Dimana kamu sekarang Elang?
Hatiku
terus menjerit tentang kerinduan. Rintihan hati yang sangat merindukan dekapan
sosok cowok yang sangat aku cintai. Derai air mata menjadi saksi bisu betapa
aku sangat membutuhkanmu saat ini. Dengan jutaan harapan semoga kamu merasakan
apa yang aku rasakan saat ini. Tolong dengar teriakan kesedihanku ini Elang
dimana pun kamu berada.
( Hapeku berbunyi, satu pesan singkat masuk. Dari Adrian)
“Sayang, besok
sepulang sekolah kita jalan ya.” Pesan itu membuyarkan semua lamunan
tentang kerinduanku kepada Elang. Adrian
adalah pacarku sekarang. Aku sudah pacaran dengan Adrian hampir enam bulan.
Sebenarnya aku sangat tidak mau tuterus-terusan memikirkan Elang karena saat
ini aku sudah punya Adrian, tapi aku tidak bisa begitu saja menghapuskan nama
Elang dari hatiku. Ditambah otakku ini dipenuhi dengan kenangan-kenangan
indahku dulu sewaktu masih bersama Elang. Disaat seperti ini otak dan hatiku
selalu bertentangan. Aku sangat bingung. Disatu sisi aku tidak bisa melupakan
Elang, aku ingin kembali kepadanya. Tapi disisi lain aku selalu mengingat
kejadian malam itu, ketika Elang memutuskanku begitu saja tanpa sebab setelah
perjalanan cinta kami yang hampir dua tahun. Aku masih ingat betapa sakitnya
aku waktu itu. Dan aku takut terulang kembali sakit itu kalau nantinya aku
kembali kepada Elang. Sementara disisi yang lainnya lagi aku merasa tak enak
hati dengan Adrian. Karena selama ini aku tidak sepenuhnya mencintainya.

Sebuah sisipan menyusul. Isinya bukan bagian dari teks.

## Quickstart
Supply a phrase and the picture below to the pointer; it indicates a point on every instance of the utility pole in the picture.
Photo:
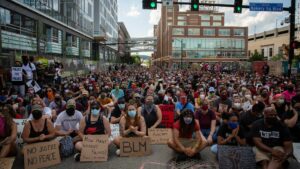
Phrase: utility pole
(292, 35)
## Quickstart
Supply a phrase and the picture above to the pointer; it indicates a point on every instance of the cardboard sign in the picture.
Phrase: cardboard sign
(236, 157)
(40, 155)
(16, 74)
(6, 163)
(94, 148)
(160, 135)
(135, 146)
(115, 131)
(167, 115)
(20, 126)
(296, 152)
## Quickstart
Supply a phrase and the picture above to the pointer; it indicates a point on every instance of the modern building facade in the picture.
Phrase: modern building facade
(124, 38)
(193, 37)
(61, 30)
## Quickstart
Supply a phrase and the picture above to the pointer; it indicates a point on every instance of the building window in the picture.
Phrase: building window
(205, 23)
(217, 17)
(238, 32)
(270, 52)
(181, 18)
(178, 31)
(217, 24)
(209, 32)
(205, 17)
(224, 32)
(181, 23)
(193, 31)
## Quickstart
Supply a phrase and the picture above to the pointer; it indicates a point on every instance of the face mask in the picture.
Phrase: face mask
(233, 125)
(70, 111)
(121, 106)
(271, 120)
(188, 120)
(204, 107)
(37, 115)
(132, 114)
(95, 112)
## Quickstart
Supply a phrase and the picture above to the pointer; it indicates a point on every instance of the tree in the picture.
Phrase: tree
(256, 57)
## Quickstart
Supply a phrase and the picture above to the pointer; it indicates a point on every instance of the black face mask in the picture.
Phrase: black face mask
(37, 115)
(271, 120)
(70, 111)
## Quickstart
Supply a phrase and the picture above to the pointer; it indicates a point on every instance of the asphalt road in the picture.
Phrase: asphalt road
(161, 158)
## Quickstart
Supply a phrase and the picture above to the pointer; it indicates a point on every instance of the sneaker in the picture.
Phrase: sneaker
(77, 157)
(181, 157)
(118, 152)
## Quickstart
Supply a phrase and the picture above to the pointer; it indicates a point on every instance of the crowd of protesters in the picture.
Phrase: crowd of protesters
(237, 109)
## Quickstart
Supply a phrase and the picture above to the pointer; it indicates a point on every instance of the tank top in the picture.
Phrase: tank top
(150, 117)
(94, 128)
(34, 134)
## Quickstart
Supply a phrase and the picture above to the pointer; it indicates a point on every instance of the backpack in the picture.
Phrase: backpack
(66, 147)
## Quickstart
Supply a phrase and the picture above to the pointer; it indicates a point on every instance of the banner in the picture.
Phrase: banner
(160, 135)
(16, 74)
(6, 163)
(167, 115)
(135, 146)
(41, 155)
(20, 126)
(236, 157)
(94, 148)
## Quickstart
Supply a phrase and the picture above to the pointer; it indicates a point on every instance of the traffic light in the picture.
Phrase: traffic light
(238, 6)
(149, 4)
(194, 5)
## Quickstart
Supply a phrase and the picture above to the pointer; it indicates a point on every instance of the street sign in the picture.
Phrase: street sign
(275, 7)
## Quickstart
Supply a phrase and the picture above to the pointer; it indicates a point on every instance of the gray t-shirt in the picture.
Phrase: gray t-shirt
(68, 122)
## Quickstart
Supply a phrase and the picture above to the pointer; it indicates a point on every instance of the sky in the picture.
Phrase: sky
(139, 22)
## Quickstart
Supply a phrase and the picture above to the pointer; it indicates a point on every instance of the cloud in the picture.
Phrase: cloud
(133, 12)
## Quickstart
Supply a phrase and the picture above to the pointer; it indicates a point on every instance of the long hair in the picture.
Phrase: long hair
(136, 119)
(184, 127)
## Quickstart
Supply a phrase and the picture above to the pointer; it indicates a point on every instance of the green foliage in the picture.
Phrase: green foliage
(256, 57)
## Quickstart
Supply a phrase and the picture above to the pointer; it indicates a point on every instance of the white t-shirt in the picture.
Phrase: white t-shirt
(29, 70)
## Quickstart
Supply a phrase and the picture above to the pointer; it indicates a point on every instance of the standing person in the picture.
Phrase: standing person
(93, 124)
(272, 139)
(8, 133)
(183, 130)
(150, 112)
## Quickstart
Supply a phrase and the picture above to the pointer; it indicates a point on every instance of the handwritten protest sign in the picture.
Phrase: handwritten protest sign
(167, 115)
(6, 163)
(296, 147)
(16, 74)
(236, 157)
(160, 135)
(40, 155)
(115, 131)
(94, 148)
(20, 126)
(135, 146)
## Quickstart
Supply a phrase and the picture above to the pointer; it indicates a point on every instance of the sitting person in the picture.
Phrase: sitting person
(93, 124)
(131, 125)
(8, 134)
(230, 134)
(182, 141)
(272, 139)
(39, 129)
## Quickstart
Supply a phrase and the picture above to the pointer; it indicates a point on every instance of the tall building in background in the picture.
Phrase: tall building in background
(185, 37)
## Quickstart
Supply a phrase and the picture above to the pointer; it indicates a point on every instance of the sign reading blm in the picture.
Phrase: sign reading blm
(94, 148)
(40, 155)
(135, 146)
(160, 135)
(236, 157)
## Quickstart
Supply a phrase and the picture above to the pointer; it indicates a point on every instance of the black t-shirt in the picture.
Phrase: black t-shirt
(273, 136)
(225, 132)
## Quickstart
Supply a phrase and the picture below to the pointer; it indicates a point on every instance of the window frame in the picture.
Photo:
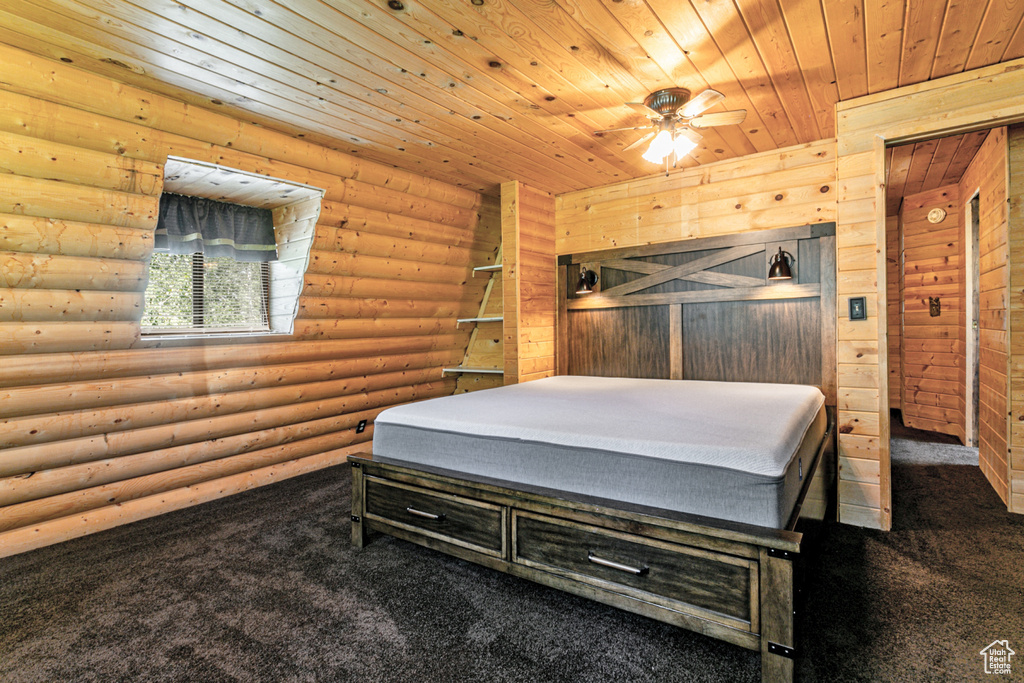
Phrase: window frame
(198, 328)
(283, 286)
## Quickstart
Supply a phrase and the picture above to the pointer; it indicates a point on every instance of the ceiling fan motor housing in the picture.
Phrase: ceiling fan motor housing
(667, 101)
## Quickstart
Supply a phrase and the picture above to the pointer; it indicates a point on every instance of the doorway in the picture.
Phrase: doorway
(944, 294)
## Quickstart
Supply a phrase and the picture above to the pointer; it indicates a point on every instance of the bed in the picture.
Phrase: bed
(568, 481)
(678, 463)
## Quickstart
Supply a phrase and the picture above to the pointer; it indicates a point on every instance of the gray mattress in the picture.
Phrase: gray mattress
(725, 450)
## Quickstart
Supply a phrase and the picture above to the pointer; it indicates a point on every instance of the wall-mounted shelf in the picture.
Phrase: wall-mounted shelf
(481, 371)
(498, 318)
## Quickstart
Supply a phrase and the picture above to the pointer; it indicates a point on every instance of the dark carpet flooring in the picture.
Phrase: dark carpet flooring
(264, 587)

Sebagian hatiku sudah milik Elang seorang.
Aku sangat membenci saat seperti ini. Kebimbangan yang
kian erat menggelayutiku. Kadang aku berfikir untuk segera meninggalkan Adrian
dan kembali kepada Elang. Setiap kali aku memikirkan hal itu, selalu saja
terlintas bayang-bayang luka yang Elang pernah berikan kepadaku. Sedangakan aku tidak terlalu bahagia dengan
Adrian, diotakku dipenuhi dengan nama Elang setiap harinya. Tapi Adrian sangat
baik dan sabar menghadapiku. Meskipun dulu Elang juga sama seperti Adrian sabar
dan baiknnya, bahkan Elang lebih dari Adrian. Itu adalah alasanku kenapa aku
tidak mau menyakiti Adrian sampai saat ini. Sudahlah, cukup, aku sudah tidak
kuat dengan perdebatan dalam hatiku. Lebih baik aku beranjak tidur.
***
Keesokan harinya sepulang sekolah Adrian sudah menungguku
didean gerbang. Bergegas aku menghampirinya. “Kita mau kemana ian?” Tanyaku.

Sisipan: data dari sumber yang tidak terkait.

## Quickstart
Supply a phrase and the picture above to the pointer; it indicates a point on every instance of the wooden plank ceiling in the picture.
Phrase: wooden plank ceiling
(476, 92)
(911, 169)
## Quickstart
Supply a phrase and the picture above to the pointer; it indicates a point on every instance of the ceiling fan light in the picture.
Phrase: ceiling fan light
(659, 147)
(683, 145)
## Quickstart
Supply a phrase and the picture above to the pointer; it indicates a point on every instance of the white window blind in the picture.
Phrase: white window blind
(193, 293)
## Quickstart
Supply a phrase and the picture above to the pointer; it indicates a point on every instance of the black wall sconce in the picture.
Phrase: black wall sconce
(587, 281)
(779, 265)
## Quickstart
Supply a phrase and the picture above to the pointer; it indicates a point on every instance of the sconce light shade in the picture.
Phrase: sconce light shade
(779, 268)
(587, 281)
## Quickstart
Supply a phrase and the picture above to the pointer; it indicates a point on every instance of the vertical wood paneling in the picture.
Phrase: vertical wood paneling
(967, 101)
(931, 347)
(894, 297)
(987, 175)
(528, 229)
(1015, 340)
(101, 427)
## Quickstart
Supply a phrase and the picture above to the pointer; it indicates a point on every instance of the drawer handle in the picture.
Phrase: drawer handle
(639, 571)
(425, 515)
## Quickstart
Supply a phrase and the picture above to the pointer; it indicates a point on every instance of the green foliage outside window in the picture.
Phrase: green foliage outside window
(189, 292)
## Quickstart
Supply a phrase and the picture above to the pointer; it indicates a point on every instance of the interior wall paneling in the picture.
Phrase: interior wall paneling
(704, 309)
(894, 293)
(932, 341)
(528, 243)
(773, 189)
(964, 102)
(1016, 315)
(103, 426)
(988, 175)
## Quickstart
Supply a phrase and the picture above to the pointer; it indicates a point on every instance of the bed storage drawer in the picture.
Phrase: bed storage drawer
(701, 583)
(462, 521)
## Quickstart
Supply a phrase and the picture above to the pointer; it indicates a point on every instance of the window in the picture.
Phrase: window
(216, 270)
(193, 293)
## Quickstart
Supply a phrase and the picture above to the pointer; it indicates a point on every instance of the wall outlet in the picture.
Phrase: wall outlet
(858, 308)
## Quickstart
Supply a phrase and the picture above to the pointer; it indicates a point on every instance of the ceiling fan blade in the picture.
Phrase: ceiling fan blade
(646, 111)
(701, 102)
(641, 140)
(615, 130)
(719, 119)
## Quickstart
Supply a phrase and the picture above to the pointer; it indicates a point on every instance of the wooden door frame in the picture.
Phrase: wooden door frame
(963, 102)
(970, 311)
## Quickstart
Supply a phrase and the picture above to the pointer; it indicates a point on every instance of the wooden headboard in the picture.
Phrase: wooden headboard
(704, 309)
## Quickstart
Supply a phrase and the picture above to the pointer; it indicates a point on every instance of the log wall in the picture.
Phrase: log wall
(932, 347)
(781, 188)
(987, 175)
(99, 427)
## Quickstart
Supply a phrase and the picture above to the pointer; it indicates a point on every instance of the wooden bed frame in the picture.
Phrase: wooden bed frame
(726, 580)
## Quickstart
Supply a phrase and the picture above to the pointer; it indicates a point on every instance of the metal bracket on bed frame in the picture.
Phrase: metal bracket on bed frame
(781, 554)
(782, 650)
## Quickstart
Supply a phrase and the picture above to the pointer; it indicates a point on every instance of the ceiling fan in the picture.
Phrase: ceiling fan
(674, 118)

“Kamu ikut ajaa sama aku, nanti juga tau.” Jawab Adrian. Kemudian kami pun
beranjak pergi..
Sepanjang
perjalanaan aku hanya terdiam, seolah tidak menikmati perjalanan ini. Padahal
aku sedang jalan dengan pacarku sendiri, tapi kenapa aku tidak menikmatinya.
“Kamu kenapa Senja? Kamu sakit yah? Kalau kamu sedang tidak enak badaan, kita
pulang saja, tidak apa-apaa ko.” Ucap Adrian mengkhawaatirkanku. “Oh, engga ko
ian, aku ga kenapa-kenapa.” Jawaabku sambil terenyum palsu.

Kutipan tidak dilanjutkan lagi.